The flow was expected to intensify and reach a peak Thursday of an additional 4,200 cubic feet per second.
“You just see visually quite clearly a much larger volume of water in the river and there’s quite a buzz about it,” said Terry Fulp, regional director of the Lower Colorado Region for the U.S. Bureau of Reclamation.
A handful of officials from the U.S. and Mexico governments were on hand to celebrate the flow Thursday just across the border from Yuma. An estimated 400 people attended the event, said Jack Simes of the Bureau of Reclamation.
“The pulse flow now underway is the first major step in a series of anticipated actions and cooperative measures outlined between our two countries,” said Assistant Secretary of the Interior for Water and Science Anne Castle. “Today’s event celebrates our shared vision to work together as partners to address the resources of the Colorado River and its parched delta.”
Farms, businesses and homes in seven U.S. states - Arizona, California, Colorado, Nevada, New Mexico, Utah, Wyoming - rely on the Colorado River, as do the Mexican states of Baja California and Sonora.
The return of water to the delta was a welcome sight in the Mexican town of San Luis Rio Colorado, where truckloads of families pulled up to the water’s edge in an area that last week was bone dry.
As norteno music reverberated off a metal bridge, vendors sold coconuts and ice cream and kids flopped in the water.
“Last week it was dry down here. On Sunday there was even car racing down here, but now with so much water there’s no way. And that’s fine, this is much better,” said 18-year-old Perla Leon of San Luis Rio Colorado.

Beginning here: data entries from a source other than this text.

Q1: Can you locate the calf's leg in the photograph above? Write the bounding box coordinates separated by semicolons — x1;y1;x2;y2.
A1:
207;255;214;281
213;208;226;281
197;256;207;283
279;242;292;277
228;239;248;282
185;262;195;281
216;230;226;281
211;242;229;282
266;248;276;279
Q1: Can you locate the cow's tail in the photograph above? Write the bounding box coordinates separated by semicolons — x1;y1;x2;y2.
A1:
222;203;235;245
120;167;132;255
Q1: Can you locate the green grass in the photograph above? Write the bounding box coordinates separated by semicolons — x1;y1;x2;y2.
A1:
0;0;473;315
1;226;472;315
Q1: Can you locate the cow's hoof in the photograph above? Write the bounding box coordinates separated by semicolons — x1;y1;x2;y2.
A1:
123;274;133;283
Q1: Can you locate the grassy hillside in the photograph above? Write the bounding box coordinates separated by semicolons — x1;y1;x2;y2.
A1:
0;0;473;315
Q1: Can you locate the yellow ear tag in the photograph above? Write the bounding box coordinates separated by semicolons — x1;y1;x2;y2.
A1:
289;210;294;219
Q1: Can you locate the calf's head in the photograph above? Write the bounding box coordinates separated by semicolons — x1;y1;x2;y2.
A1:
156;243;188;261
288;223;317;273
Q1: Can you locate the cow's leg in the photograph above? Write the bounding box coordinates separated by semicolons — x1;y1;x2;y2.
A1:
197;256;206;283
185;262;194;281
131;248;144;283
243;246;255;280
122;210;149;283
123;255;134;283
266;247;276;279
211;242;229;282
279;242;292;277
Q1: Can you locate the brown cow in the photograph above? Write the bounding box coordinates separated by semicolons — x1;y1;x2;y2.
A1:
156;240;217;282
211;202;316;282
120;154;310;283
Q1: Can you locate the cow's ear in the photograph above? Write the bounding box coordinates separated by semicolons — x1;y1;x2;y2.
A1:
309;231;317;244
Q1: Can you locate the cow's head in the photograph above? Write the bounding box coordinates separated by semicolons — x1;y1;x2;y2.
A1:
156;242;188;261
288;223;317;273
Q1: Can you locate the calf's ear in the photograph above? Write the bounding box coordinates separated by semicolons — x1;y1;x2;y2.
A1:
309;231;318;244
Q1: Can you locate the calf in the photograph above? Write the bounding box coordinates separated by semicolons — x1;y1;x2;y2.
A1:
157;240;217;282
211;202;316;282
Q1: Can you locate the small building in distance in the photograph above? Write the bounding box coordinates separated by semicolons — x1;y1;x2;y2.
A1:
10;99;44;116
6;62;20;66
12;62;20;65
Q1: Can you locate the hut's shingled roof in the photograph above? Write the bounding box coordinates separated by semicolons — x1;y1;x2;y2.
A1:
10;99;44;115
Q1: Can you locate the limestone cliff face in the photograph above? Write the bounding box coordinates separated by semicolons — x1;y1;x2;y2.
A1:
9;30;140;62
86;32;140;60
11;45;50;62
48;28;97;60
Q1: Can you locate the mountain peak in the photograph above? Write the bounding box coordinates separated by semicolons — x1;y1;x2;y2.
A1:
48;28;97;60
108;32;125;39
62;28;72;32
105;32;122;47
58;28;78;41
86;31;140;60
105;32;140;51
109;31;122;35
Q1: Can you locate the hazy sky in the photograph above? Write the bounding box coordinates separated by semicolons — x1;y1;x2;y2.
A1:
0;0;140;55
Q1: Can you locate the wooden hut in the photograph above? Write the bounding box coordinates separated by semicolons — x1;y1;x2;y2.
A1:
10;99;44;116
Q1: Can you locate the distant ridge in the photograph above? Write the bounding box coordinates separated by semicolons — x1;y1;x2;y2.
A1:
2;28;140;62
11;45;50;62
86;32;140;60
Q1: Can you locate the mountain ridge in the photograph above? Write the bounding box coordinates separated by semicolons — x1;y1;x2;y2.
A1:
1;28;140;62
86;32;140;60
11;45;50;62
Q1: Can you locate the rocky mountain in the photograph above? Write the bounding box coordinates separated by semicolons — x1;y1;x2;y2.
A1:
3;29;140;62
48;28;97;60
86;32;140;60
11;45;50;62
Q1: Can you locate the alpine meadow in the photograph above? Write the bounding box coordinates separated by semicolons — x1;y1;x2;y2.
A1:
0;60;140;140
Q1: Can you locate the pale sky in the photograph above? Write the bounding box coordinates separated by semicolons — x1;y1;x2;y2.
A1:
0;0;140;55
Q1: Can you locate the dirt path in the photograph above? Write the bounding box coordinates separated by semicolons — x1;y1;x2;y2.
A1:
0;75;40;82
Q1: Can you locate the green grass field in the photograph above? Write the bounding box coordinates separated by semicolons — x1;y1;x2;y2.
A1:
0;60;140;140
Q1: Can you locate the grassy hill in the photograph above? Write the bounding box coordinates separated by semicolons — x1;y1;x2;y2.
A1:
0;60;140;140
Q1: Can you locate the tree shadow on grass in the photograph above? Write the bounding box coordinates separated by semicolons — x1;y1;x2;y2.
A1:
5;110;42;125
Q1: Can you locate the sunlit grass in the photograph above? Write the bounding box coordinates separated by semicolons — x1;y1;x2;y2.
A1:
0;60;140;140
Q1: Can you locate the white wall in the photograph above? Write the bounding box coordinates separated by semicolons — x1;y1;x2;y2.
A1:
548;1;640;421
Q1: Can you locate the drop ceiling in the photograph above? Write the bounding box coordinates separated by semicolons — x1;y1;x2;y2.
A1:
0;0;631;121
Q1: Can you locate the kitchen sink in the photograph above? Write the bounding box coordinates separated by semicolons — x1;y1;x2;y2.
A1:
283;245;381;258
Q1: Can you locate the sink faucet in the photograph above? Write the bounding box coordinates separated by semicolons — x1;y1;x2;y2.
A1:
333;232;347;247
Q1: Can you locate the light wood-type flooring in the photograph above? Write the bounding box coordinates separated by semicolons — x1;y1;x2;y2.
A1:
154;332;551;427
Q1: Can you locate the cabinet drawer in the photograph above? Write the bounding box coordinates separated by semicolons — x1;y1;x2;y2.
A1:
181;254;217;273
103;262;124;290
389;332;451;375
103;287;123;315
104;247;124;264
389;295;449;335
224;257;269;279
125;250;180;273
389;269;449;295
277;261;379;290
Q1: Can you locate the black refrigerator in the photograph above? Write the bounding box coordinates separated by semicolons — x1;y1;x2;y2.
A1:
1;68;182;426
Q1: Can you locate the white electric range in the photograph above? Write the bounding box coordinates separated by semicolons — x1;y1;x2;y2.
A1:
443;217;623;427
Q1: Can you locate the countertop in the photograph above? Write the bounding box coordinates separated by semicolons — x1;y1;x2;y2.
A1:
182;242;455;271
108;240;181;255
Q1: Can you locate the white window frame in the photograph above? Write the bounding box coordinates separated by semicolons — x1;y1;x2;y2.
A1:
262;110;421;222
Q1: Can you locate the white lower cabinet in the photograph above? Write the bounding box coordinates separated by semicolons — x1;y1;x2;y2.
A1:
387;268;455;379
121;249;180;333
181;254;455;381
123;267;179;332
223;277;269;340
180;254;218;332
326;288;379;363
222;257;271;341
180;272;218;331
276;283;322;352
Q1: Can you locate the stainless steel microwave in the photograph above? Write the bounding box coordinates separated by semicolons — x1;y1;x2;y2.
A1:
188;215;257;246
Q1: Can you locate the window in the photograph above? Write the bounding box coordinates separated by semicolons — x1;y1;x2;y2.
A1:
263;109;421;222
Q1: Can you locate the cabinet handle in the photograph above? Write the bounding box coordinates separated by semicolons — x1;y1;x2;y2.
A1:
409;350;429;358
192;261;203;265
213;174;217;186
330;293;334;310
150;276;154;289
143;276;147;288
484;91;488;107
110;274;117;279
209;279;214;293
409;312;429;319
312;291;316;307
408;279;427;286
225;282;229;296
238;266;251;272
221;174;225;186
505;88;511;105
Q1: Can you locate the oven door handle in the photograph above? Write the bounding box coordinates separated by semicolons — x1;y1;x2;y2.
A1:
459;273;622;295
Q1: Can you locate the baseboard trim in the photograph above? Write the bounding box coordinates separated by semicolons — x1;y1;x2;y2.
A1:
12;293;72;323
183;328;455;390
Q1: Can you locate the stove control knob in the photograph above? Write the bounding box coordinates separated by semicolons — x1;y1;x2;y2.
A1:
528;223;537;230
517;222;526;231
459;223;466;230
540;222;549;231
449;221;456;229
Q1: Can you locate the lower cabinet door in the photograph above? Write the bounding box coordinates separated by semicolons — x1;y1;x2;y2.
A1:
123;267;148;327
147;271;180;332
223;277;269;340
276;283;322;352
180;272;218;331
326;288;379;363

In 2012, the two countries that share the river water agreed on ways to share the pain of droughts and bounty of wet years, a major amendment to a 1944 treaty. Part of that agreement called for restoration of the Colorado River delta.
“Today we are witnessing what appears to be a paradigm shift in the way we manage water,” said Jennifer Pitt, director of the Colorado River Project, who helped negotiate the one-time flood. “Historically in the West, everyone has approached water with an ’us against them’ mentality. Now we’re talking about how we can share water, conserve water, and invest in new water projects and the health of the river itself. It’s truly refreshing.”
The release of water was aided through water conservation projects by the U.S. and Mexico, according to the International Boundary and Water Commission. Officials from those two countries were scheduled to be at the Morelos Dam on Thursday for an event to mark the restoration effort.
Experts will monitor the flood to determine its effects on the environment.